I saw something the other day that really piqued my interest. I work in an office building in Boston. There are a whole stretch of publishers right in a row, so you get some 10- to 12-floor building filled with editors and project managers and the like. Because we're so close together, all our floors are secured to keep the enemy from infiltrating and steeling our precious books. That means the building has a person in the lobby checking badges. I don't know their names except for Alex, the morning guy. There are plenty of others that rotate in and out during the day. So I can't say who the employee was in the lobby because it was an afternoon while I was leaving, but what I saw really made me want to write it down.

It was bitter cold. We've had a mild season so far, but the tall buildings can sometime create wind tunnels and when a strong, cold wind blows, it can cut like a knife. This sends the homeless looking for some place warm. It may be a winding alley that breaks the wind, it may be a shelter, often it's the subway. I come out of the elevator and pass the front desk and there is a woman dressed very obviously in everything she owned. She had half a mouth of teeth and her skin was so weathered she looked a couple decades older than she probably was. She was talking and laughing with the guy at the front desk.

There's always a moment of pause when encountering a homeless person in the big city to determine what type of homeless person they are. Are they merely destitute? Do they have problems (war vet, etc) that have driven them onto the streets? Are they addicts? Are they bat shit insane? It's really only this last one you worry about. The addicts leave you alone during the day. The worst you usually get is a yelling at. Maybe some spit. The destitute and the damaged will accept your charity but ignore you if you ignore them. But the bat shit crazy people are the dragon in the china shop.

So I pause, waiting to see if homeless lady is getting escorted out, if the cops are on their way, or if all is well. I hear the desk guy laugh and know all is well. Whew. It's always hard dealing with the crazy ones because you want to calm them and help if you can, but the wrong word or gesture may get you attacked. More often you just want them to be quiet until you get to where you're going and you can leave them behind. Ahhh, life in the big city.

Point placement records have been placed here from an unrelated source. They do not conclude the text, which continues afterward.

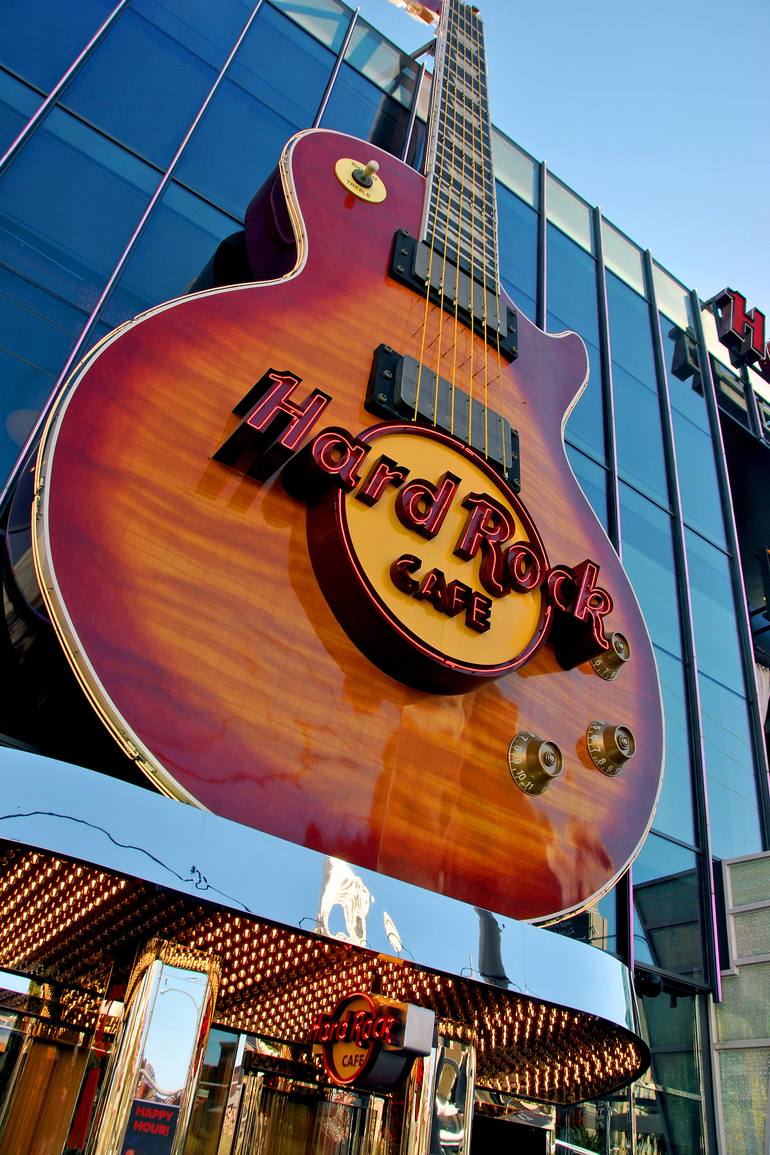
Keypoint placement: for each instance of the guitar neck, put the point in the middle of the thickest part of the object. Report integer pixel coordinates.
(460, 215)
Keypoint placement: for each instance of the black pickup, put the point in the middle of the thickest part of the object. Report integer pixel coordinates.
(479, 305)
(393, 392)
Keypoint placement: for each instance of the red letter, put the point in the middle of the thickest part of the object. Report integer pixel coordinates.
(383, 472)
(423, 507)
(487, 527)
(273, 426)
(477, 615)
(740, 329)
(400, 571)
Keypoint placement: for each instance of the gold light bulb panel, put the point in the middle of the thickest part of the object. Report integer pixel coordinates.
(610, 663)
(610, 746)
(533, 762)
(360, 178)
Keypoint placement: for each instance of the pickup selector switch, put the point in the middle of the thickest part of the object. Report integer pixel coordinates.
(610, 746)
(533, 762)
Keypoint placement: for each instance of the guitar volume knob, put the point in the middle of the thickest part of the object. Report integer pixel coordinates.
(611, 662)
(533, 762)
(610, 746)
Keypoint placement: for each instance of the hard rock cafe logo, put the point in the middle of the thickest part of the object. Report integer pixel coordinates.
(427, 557)
(354, 1035)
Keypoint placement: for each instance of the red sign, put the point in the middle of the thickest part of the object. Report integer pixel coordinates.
(742, 330)
(363, 1041)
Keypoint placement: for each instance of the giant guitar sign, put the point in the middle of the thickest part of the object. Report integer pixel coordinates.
(314, 550)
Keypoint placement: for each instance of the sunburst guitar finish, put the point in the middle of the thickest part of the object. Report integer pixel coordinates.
(187, 601)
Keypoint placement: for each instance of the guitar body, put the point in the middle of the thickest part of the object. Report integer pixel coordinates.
(186, 601)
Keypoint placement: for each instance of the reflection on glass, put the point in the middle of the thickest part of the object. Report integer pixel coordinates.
(39, 41)
(382, 62)
(648, 556)
(603, 1125)
(744, 1077)
(254, 104)
(17, 103)
(674, 813)
(638, 425)
(731, 776)
(454, 1098)
(326, 20)
(694, 447)
(515, 169)
(672, 297)
(622, 256)
(667, 1124)
(717, 643)
(359, 107)
(517, 226)
(211, 1108)
(180, 238)
(592, 481)
(667, 921)
(567, 210)
(67, 233)
(573, 305)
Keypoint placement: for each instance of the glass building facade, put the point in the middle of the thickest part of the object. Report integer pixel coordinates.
(134, 135)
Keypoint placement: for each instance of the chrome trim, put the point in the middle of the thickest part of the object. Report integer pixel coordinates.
(82, 814)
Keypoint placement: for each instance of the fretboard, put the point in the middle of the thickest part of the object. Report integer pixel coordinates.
(460, 216)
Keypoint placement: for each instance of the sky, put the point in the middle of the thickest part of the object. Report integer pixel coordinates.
(655, 111)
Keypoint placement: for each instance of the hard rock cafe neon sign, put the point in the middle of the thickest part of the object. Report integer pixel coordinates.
(427, 557)
(742, 330)
(369, 1041)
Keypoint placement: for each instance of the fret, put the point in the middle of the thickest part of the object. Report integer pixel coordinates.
(460, 210)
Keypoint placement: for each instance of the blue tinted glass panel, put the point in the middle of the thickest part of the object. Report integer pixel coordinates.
(37, 333)
(638, 427)
(733, 805)
(179, 240)
(359, 107)
(695, 452)
(675, 814)
(254, 112)
(149, 75)
(717, 643)
(390, 69)
(648, 554)
(666, 911)
(593, 482)
(517, 230)
(39, 41)
(67, 233)
(24, 389)
(573, 305)
(17, 103)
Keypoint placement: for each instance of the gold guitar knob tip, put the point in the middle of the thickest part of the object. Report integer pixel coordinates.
(610, 746)
(533, 762)
(610, 663)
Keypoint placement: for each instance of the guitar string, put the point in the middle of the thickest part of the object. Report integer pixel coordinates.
(484, 120)
(460, 216)
(471, 17)
(438, 165)
(484, 252)
(453, 5)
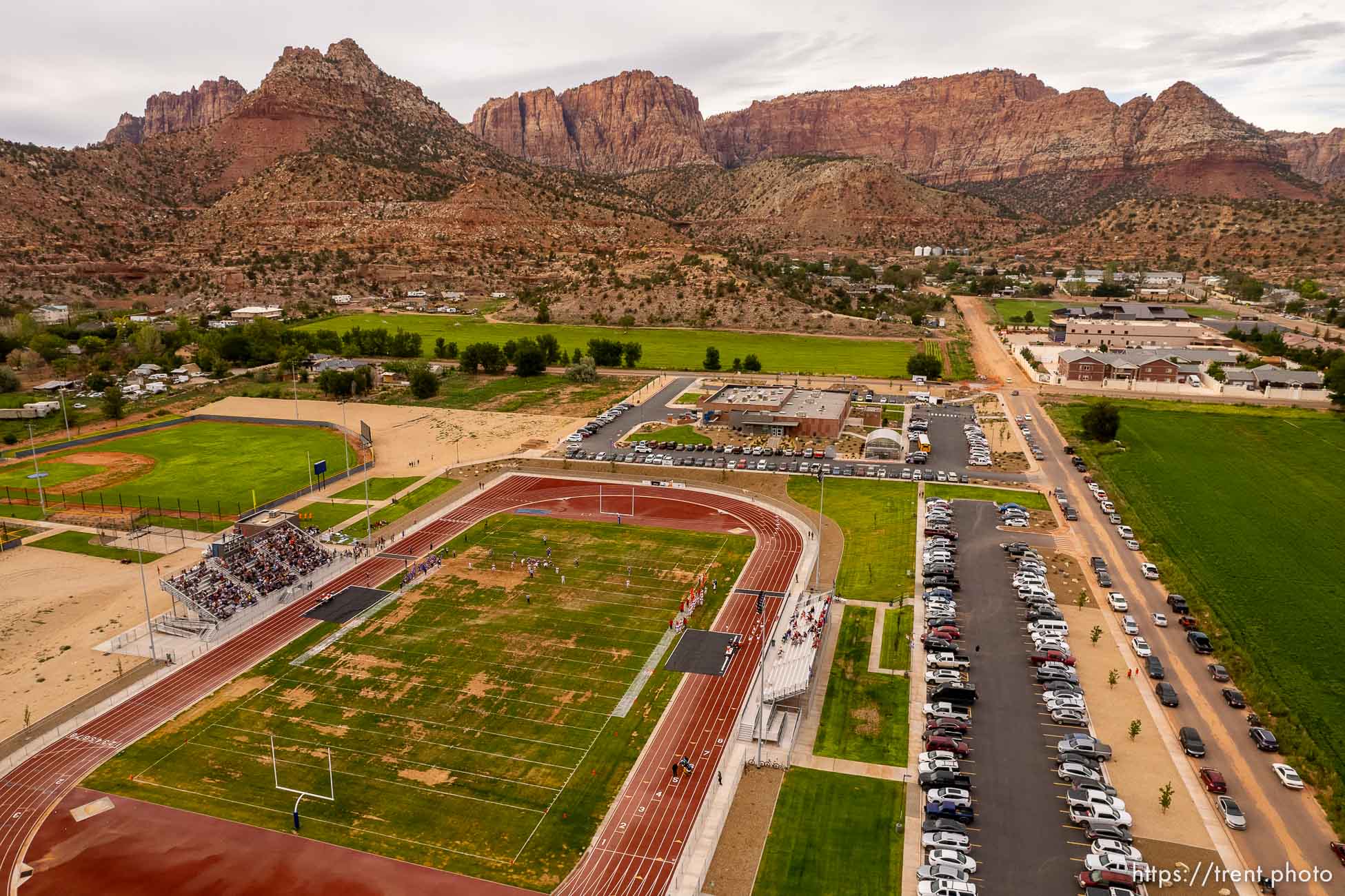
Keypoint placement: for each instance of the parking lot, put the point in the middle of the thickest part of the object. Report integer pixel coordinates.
(1022, 835)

In this case, though, everything was copasetic. I listened to their conversation as I crossed the lobby to leave. She was claiming she worked in the building but had forgotten her badge. Wouldn't he be a dear and let her go up and get it from her desk. He laughed, said she had tried that one last time, and she should try a different tactic.

When I stepped outside and got a blast of cold air in the face, I finally realized what he was doing. He wasn't allowed to let her loiter and he obviously couldn't let her go up to the secured floors. But if he was "helping" her, he could let her stay for awhile and stay warm. So she "lost her badge" and he helped her figure out "what to do" and they joked around for awhile while she thawed out and then she went on her way.


That, in itself, I think is cool. But I thought it would be a good twist to the "whodunnit" stories that you see in shows like Castle where the homeless are there only to be barely-functioning witnesses that can't testify on the stand, but can give the police the clue they need to carry on the search. What if you had a higher functioning homeless person that was friends with a doorman. The doorman let her come inside and warm up for awhile. She got warm and didn't cause any trouble. They all laughed, everything was spiffy, and then...THE MURDER! Lots of opportunity for red herrings while the detectives get over their assumptions of homeless people and realize they've been approaching the whole thing from the wrong perspective.